The Commerce Department report said that exports of goods and services were $174.9 billion, while imports were $225.1 billion, resulting in a deficit of $50.2 billion. That made it the largest trade deficit since October 2008, when it was $59.5 billion, and was up from a revised $43.6 billion in April.

Exports in May were the second highest level on record after the $175.8 billion in April, while imports were the second highest after the $231.6 billion in July 2008.

Still, economists said that exports from the United States were expanding at a good pace, with a lower dollar, increased competitiveness and strong growth in global markets.

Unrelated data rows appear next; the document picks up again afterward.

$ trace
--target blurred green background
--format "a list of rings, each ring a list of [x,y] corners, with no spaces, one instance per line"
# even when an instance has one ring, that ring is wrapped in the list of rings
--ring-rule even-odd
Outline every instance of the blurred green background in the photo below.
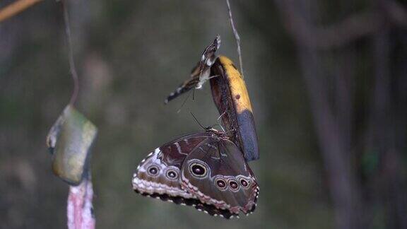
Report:
[[[143,197],[131,185],[153,149],[201,129],[190,112],[204,126],[216,123],[208,84],[179,113],[185,95],[163,101],[217,34],[218,54],[237,64],[225,1],[68,5],[76,107],[99,128],[91,162],[98,228],[407,226],[405,6],[231,1],[259,135],[261,158],[250,166],[261,192],[254,214],[226,221]],[[0,228],[66,227],[68,186],[52,173],[45,136],[72,88],[59,3],[0,23]]]

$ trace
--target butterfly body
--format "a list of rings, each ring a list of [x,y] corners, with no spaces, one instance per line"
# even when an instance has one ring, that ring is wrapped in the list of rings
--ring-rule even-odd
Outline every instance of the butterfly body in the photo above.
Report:
[[[158,148],[133,177],[143,195],[229,218],[254,210],[259,187],[236,145],[208,128]]]

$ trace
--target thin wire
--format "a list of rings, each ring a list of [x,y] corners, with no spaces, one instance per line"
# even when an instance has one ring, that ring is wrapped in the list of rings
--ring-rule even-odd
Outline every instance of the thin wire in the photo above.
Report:
[[[236,43],[237,44],[237,54],[239,55],[239,65],[240,65],[242,78],[244,78],[244,75],[243,74],[243,62],[242,61],[242,52],[240,51],[240,37],[239,36],[237,30],[236,30],[236,28],[235,27],[235,23],[233,22],[233,17],[232,16],[232,10],[230,9],[230,4],[229,3],[229,0],[226,0],[226,4],[228,4],[228,11],[229,11],[229,20],[230,20],[232,30],[233,30],[235,39],[236,39]]]
[[[78,73],[76,72],[76,67],[75,66],[75,61],[73,61],[73,48],[72,45],[72,36],[71,35],[71,25],[69,23],[69,15],[68,14],[68,7],[65,4],[65,1],[61,1],[62,4],[62,9],[64,10],[64,22],[65,23],[65,33],[66,35],[66,42],[68,42],[68,59],[69,59],[69,69],[73,81],[73,91],[71,95],[69,104],[73,105],[76,101],[78,97],[78,92],[79,91],[79,81],[78,78]]]

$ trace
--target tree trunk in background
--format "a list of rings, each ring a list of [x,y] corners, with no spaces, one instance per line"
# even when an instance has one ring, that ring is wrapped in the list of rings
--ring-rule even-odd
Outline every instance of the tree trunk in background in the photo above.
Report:
[[[372,226],[377,214],[372,209],[377,209],[374,205],[379,204],[383,208],[382,211],[387,213],[387,223],[383,222],[384,225],[391,228],[406,228],[407,211],[406,195],[403,194],[406,190],[403,181],[406,180],[403,175],[405,171],[403,172],[400,163],[402,157],[400,153],[406,151],[406,140],[405,92],[407,73],[406,67],[403,67],[406,66],[406,44],[401,41],[399,45],[403,48],[398,54],[394,53],[394,37],[396,37],[389,35],[397,28],[394,28],[391,20],[387,20],[387,15],[391,12],[391,20],[394,21],[397,20],[394,20],[395,18],[407,19],[405,9],[393,1],[379,1],[378,6],[374,6],[374,12],[379,13],[377,18],[367,17],[366,18],[370,20],[365,18],[360,23],[360,19],[363,18],[362,13],[360,13],[361,16],[353,17],[359,21],[344,20],[345,23],[339,23],[341,26],[337,26],[336,33],[334,33],[334,26],[331,26],[330,33],[326,33],[327,30],[317,29],[313,25],[313,21],[321,17],[315,8],[315,1],[276,0],[275,2],[289,33],[297,43],[302,76],[308,90],[321,153],[329,179],[336,228],[365,228]],[[401,13],[397,15],[393,13],[395,12],[403,12],[404,16],[399,16]],[[346,21],[352,23],[346,23]],[[370,80],[374,81],[372,98],[367,100],[371,102],[365,107],[367,117],[370,117],[367,122],[368,140],[366,147],[362,147],[362,151],[366,151],[361,154],[353,153],[353,147],[363,145],[365,138],[359,138],[362,142],[352,142],[350,140],[355,139],[352,136],[358,136],[358,130],[352,125],[355,122],[352,90],[355,78],[353,76],[356,74],[353,72],[355,69],[349,66],[353,64],[350,59],[357,60],[352,58],[354,57],[351,51],[353,47],[349,44],[347,45],[348,42],[353,40],[343,38],[346,42],[338,42],[341,37],[365,37],[360,31],[362,28],[354,29],[358,28],[358,26],[355,25],[359,23],[367,28],[372,24],[379,25],[367,30],[369,32],[365,35],[371,35],[374,40],[371,52],[374,67]],[[406,23],[403,21],[401,24],[405,25]],[[348,28],[343,25],[348,25]],[[378,27],[374,28],[375,26]],[[343,31],[348,33],[343,33]],[[350,32],[358,35],[353,35]],[[327,35],[329,34],[336,34],[338,37]],[[321,45],[321,42],[325,45]],[[331,49],[335,51],[334,56],[349,57],[339,59],[340,61],[335,63],[336,67],[330,69],[331,72],[328,72],[328,68],[324,66],[323,61],[329,57],[327,54],[334,53],[326,52],[329,50],[329,45],[326,44],[335,45]],[[343,47],[338,47],[338,44]],[[321,51],[321,48],[324,52]],[[393,59],[397,56],[401,61],[394,61]],[[391,66],[390,64],[394,62],[399,62],[398,64],[400,66]],[[400,69],[399,73],[392,72],[391,67]],[[399,76],[394,76],[395,74]],[[362,88],[359,89],[362,90]],[[401,123],[403,125],[396,126]],[[367,174],[366,183],[361,183],[362,174],[360,172],[362,172],[362,165],[355,164],[355,162],[362,161],[366,154],[374,153],[375,151],[379,152],[382,164],[374,168],[374,172]],[[375,179],[376,176],[380,179]],[[378,193],[378,195],[372,193]],[[367,209],[369,211],[365,211]]]

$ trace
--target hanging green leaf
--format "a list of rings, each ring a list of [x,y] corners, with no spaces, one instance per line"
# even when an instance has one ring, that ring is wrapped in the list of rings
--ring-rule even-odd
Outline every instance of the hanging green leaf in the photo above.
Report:
[[[47,137],[57,176],[70,184],[81,183],[97,132],[96,127],[72,105],[65,107]]]

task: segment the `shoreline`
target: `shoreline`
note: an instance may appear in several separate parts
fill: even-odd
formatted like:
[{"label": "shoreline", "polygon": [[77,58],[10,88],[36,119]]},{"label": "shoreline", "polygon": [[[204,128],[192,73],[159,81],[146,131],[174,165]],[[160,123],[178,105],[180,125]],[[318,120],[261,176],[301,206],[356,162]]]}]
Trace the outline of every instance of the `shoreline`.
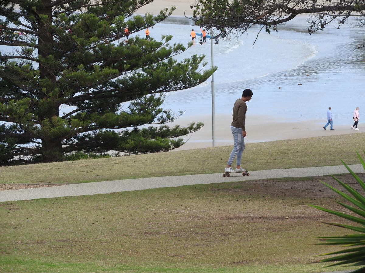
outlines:
[{"label": "shoreline", "polygon": [[[215,116],[216,146],[233,146],[233,137],[230,126],[231,115],[218,114]],[[181,147],[173,151],[190,150],[212,146],[211,116],[196,116],[180,117],[173,123],[186,126],[192,122],[204,123],[203,127],[197,132],[183,137],[186,143]],[[269,116],[247,115],[246,118],[246,131],[247,136],[245,138],[246,143],[266,142],[277,140],[307,138],[316,136],[358,134],[362,132],[361,124],[360,130],[351,128],[352,124],[333,124],[334,130],[331,131],[329,126],[325,131],[323,127],[327,123],[324,120],[310,120],[306,121],[286,120],[283,121],[279,118]]]},{"label": "shoreline", "polygon": [[192,17],[193,11],[194,9],[191,9],[190,6],[194,4],[194,0],[154,0],[153,2],[146,5],[137,10],[136,13],[159,14],[160,11],[167,8],[169,9],[172,6],[176,7],[172,12],[172,16],[184,16],[184,12],[187,16]]}]

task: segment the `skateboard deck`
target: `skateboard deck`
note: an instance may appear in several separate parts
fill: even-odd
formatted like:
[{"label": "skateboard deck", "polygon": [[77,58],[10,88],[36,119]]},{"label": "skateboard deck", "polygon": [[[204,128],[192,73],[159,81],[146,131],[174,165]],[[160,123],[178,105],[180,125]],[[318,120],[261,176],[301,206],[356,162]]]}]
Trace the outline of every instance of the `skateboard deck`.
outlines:
[{"label": "skateboard deck", "polygon": [[249,173],[248,171],[244,171],[243,173],[226,173],[224,172],[224,173],[223,174],[223,177],[229,177],[231,176],[231,174],[242,174],[242,175],[243,176],[249,176],[250,174]]}]

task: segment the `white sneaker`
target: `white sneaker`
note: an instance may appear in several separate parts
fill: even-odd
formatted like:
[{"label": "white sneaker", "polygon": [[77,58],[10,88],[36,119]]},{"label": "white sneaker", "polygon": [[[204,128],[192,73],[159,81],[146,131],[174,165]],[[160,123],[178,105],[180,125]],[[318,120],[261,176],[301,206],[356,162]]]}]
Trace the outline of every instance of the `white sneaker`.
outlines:
[{"label": "white sneaker", "polygon": [[236,173],[236,171],[233,170],[231,167],[226,168],[224,169],[224,173],[230,173],[231,174],[234,174]]}]

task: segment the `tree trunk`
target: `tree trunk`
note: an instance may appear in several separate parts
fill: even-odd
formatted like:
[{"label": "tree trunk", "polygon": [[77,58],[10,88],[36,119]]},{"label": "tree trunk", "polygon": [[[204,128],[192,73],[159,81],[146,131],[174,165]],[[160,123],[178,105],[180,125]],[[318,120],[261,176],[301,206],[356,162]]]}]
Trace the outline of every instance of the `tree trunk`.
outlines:
[{"label": "tree trunk", "polygon": [[63,160],[62,145],[54,140],[42,140],[42,161],[44,162],[61,161]]}]

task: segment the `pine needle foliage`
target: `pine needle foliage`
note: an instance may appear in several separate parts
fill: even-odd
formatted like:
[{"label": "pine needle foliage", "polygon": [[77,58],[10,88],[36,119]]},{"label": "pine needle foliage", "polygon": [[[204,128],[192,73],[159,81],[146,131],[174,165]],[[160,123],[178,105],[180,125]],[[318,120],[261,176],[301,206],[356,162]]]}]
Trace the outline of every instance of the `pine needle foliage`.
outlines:
[{"label": "pine needle foliage", "polygon": [[[364,169],[365,170],[365,162],[358,153],[357,152],[356,153],[357,154],[360,162],[364,166]],[[362,181],[343,161],[341,161],[356,180],[359,185],[361,187],[363,190],[365,191],[365,183]],[[333,177],[349,193],[349,194],[348,194],[341,191],[324,182],[321,181],[321,182],[343,197],[347,201],[347,203],[348,203],[340,202],[337,202],[352,213],[351,214],[349,214],[332,210],[318,206],[311,205],[309,205],[324,211],[351,221],[354,223],[357,224],[357,225],[350,225],[333,223],[325,223],[343,228],[358,233],[353,235],[342,236],[319,237],[320,240],[324,241],[325,242],[318,244],[318,245],[334,245],[352,247],[339,251],[322,254],[320,256],[334,255],[335,256],[319,261],[317,262],[335,262],[335,263],[328,266],[349,264],[350,264],[349,266],[365,265],[365,197],[358,193],[355,189],[342,182],[334,177],[333,176]],[[364,272],[364,271],[365,271],[365,266],[356,270],[353,272]]]},{"label": "pine needle foliage", "polygon": [[142,37],[175,9],[134,14],[153,1],[0,1],[0,164],[169,151],[201,127],[166,126],[182,112],[161,105],[216,68],[203,70],[203,56],[173,58],[191,43]]}]

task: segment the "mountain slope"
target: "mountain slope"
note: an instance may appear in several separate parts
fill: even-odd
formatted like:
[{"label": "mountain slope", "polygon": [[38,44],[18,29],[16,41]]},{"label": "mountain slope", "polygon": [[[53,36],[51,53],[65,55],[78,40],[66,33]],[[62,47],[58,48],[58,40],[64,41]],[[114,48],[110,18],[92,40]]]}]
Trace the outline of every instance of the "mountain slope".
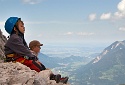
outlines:
[{"label": "mountain slope", "polygon": [[75,73],[79,85],[125,84],[125,41],[114,42]]}]

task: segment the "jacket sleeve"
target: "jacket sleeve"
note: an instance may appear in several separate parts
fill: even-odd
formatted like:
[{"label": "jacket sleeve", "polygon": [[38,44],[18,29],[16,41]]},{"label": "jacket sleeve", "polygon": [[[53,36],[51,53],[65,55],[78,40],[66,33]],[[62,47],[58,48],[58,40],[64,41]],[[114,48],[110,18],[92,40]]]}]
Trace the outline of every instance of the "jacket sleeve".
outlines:
[{"label": "jacket sleeve", "polygon": [[34,57],[30,50],[24,46],[23,40],[19,36],[13,36],[11,39],[9,39],[6,46],[21,56]]}]

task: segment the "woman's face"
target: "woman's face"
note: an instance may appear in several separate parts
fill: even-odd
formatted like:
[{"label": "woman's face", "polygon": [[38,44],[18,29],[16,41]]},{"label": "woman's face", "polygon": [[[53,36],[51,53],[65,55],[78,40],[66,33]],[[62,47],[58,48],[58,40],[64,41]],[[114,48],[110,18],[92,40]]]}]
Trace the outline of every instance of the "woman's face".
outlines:
[{"label": "woman's face", "polygon": [[24,27],[24,24],[22,22],[19,22],[18,23],[18,29],[21,33],[25,33],[25,27]]}]

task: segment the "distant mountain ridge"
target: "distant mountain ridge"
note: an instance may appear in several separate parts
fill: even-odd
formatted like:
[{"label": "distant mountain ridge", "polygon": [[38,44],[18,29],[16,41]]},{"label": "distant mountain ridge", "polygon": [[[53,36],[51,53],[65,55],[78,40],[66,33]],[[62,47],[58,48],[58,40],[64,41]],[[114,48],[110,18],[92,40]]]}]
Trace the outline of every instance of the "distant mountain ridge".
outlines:
[{"label": "distant mountain ridge", "polygon": [[125,40],[114,42],[75,73],[77,85],[125,84]]}]

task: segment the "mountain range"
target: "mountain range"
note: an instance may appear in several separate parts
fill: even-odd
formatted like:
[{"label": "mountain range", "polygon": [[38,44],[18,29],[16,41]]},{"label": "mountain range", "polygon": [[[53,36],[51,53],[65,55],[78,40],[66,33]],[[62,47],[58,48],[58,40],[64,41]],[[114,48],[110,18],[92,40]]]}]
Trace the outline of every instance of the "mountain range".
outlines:
[{"label": "mountain range", "polygon": [[116,41],[74,71],[76,85],[125,84],[125,41]]}]

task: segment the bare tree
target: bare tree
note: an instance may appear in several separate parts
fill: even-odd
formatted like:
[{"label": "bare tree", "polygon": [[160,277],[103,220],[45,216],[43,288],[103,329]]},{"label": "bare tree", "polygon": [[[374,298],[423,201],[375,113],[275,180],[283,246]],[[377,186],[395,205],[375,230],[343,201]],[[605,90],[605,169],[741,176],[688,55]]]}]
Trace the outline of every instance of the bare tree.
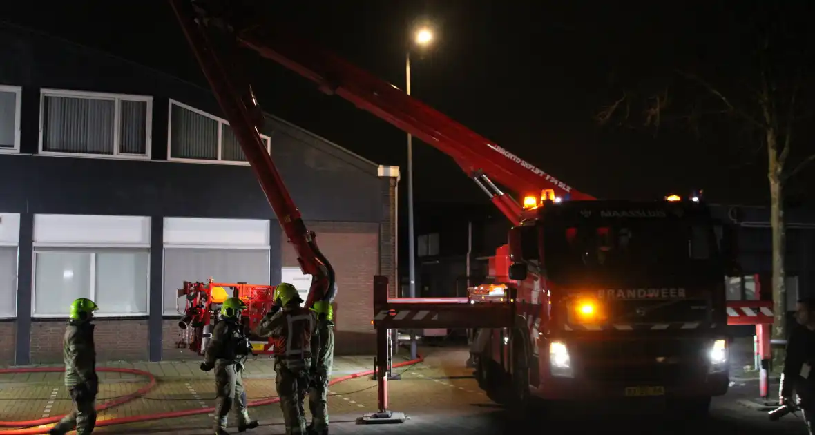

“Trade is growing at a very rapid pace,” said Paul Ballew, a former Federal Reserve economist and now the chief economist at Nationwide Insurance. “Emerging markets outside of the U.S. have come back briskly. It is a very uneven recovery but there are pockets of real strength.”

The department said the April-to-May decrease in exports reflected lower sales of industrial supplies and materials; consumer goods; and foods, feeds and beverages. The rise in imports reflected more industrial supplies and materials; capital goods; and automotive vehicles, parts and engines.

The increase in imports reflected mostly $4.3 billion more for industrial supplies and materials and $1.2 billion in capital goods.

Crude oil imports were up more than 10 percent in May because of strong volume and higher prices, totaling $29.4 billion. The deficit in petroleum goods was $30.4 billion, making it the highest since October 2008, when it was $34.5 billion.

Consumer demand in the United States appeared weaker, resulting in a slack growth of less than 1 percent for non-pharmaceutical consumer products. But a rise in capital goods imports could be a good sign for domestic production down the road, economists said.

Foreign trade is expected to raise real gross domestic product growth in the second quarter, although economists expect its contribution to be smaller. Gregory Daco, a United States economist for IHS Global Insight, said that his estimate for trade’s contribution to gross domestic product has declined to 0.6 percent from 1.1 percent, based on the stronger import figures.

“One very surprising element was the rebound in automotive imports,” Mr. Daco said. “We were expecting somewhat of a drag from the disruptions in the supply chain because of Japan. We did not see that.

“That is a sign that automobile production will gradually recover as we import more vehicles and parts.”

The monthly report also showed that the United States trade deficit with China grew to $25 billion in May from $21.6 billion in April, the largest deficit the United States has with any country.

The goods and services deficit increased $8.1 billion from May 2010 to May 2011. Exports were up $22.8 billion, or 15 percent, and imports were up $30.8 billion, or 15.9 percent.